Attendu que, ce faisant, la demande de Maître [G] [T] respecte le principe de proportionnalité tel que défini par les défendeurs, dès lors qu’elle justifie d’une faute de gestion, de son incidence dans la création d’une aggravation du passif et d’un lien de causalité direct.
Attendu qu’il résulte de ce qui précède que Monsieur et Madame [K] doivent être condamnés solidairement au comblement du passif qu’ils ont provoqué par leurs fautes nombreuses et répétées.
Attendu que, compte tenu du passif, des fautes commises et de leur lien direct avec la situation de la société, mais aussi du principe de proportionnalité, dit que Monsieur et Madame [K] seront condamnés à combler le passif à hauteur de 173.156,73 euros.
Attendu que Maître [G] [T] sollicite la condamnation de Monsieur et Madame [K] en application de l’article 700 du code de procédure civile à la somme de 3.200 euros.
Attendu que cette demande est légitime.
En conséquence,
Attendu qu’il échet de condamner Monsieur et Madame [K] à combler partiellement le passif de la société AMD SERVICES.
Attendu qu’il convient de condamner solidairement Monsieur et Madame [K], en qualité de gérants de la société AMD SERVICES, à verser à Maître [G] [T], es qualité de mandataire judiciaire à la liquidation judiciaire, la somme de 173.156,73 euros outre 3.200 euros au titre des frais irrépétibles.
Attendu qu’il convient de rejeter toutes autres demandes, fins et conclusions des parties.
PAR CES MOTIFS
Le Tribunal, après en avoir délibéré conformément à la loi, statuant publiquement, contradictoirement et en premier ressort,
Vu l’article L.651-2 du code de commerce,
Vu les articles 696, 699 et 700 du code de procédure civile,
Vu l’article 515 du code de procédure civile,
Vu le rapport de Monsieur le juge-commissaire,
Le Ministère public entendu en ses observations,
DIT que l’action de Maître [G] [T] ès-qualité de liquidateur de la société AMD Services (SARL) est recevable,
CONDAMNE solidairement Monsieur [L] [K] et Madame [W] [O] épouse [K], en qualité de co-gérants de la société AMD SERVICES, à verser à Maître [G]. [T], es qualité de mandataire judiciaire à la liquidation judiciaire, la somme de 173.156,73 euros.
[T], es qualité de mandataire judiciaire à la liquidation judiciaire la somme de 3.200,00 euros en application de l’article 700 du code de procédure civile.

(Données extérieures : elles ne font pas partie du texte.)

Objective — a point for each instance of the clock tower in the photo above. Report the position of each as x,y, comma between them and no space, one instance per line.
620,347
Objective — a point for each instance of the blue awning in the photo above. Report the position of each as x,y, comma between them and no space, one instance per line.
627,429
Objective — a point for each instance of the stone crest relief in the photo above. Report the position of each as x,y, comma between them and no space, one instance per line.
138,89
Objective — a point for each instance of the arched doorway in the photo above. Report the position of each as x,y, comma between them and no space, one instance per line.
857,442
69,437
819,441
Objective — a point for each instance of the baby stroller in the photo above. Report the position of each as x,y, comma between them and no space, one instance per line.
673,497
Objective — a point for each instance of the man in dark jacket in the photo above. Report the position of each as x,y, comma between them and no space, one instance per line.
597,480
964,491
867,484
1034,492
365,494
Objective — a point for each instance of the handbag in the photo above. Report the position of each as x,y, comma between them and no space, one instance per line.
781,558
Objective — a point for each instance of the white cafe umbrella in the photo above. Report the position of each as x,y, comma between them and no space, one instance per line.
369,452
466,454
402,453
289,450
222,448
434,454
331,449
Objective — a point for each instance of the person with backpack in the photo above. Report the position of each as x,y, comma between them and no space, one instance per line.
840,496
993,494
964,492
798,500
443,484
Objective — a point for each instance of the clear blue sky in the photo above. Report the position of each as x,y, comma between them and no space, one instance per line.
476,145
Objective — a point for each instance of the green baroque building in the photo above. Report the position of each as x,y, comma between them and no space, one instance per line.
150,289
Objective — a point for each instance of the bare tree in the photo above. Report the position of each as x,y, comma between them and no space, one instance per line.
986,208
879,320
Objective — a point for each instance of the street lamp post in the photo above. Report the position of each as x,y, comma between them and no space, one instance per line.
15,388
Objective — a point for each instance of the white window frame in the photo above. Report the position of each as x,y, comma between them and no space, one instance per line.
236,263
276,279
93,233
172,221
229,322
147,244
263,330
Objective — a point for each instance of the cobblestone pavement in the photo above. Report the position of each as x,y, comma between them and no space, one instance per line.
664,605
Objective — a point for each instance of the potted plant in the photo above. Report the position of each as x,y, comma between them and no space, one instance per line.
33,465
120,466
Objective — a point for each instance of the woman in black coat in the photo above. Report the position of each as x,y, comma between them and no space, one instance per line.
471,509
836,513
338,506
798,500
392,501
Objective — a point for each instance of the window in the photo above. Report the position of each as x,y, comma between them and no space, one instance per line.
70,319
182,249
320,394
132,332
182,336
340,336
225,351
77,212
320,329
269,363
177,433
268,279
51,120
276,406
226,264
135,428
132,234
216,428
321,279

ORDONNE la signification à la diligence du greffier de ce tribunal aux personnes sanctionnées.
ORDONNE la notification du présent jugement, par les soins du greffe, par lettre simple, à la SELARL RAFFIN ASSOCIES (Me Eric RAFFIN), à Maître [R] [S] et la communication à Maître [G] [T] et à Monsieur le Procureur de la République,
REJETTE toutes autres demandes, fins et conclusions des parties.
ORDONNE l’exécution provisoire.
MET les dépens à la charge de Monsieur [L] [K] et Madame [W] [O] épouse [K] arrêtés à la somme de 63,14 euros TTC dont TVA pour 10,52 euros, et si les fonds de ces derniers ne peuvent suffire, à la charge du trésor public conformément à l’article L.663-1 alinéa 3 et L.653-3 du code de commerce.
Ainsi jugé et prononcé
Le Greffier Madame Nathalie OBERT
Le Président Monsieur Maher GARGOURI
Signe electroniquement par Maher GARGOURI
Signe electroniquement par Nathalie OBERT, commis-greffier.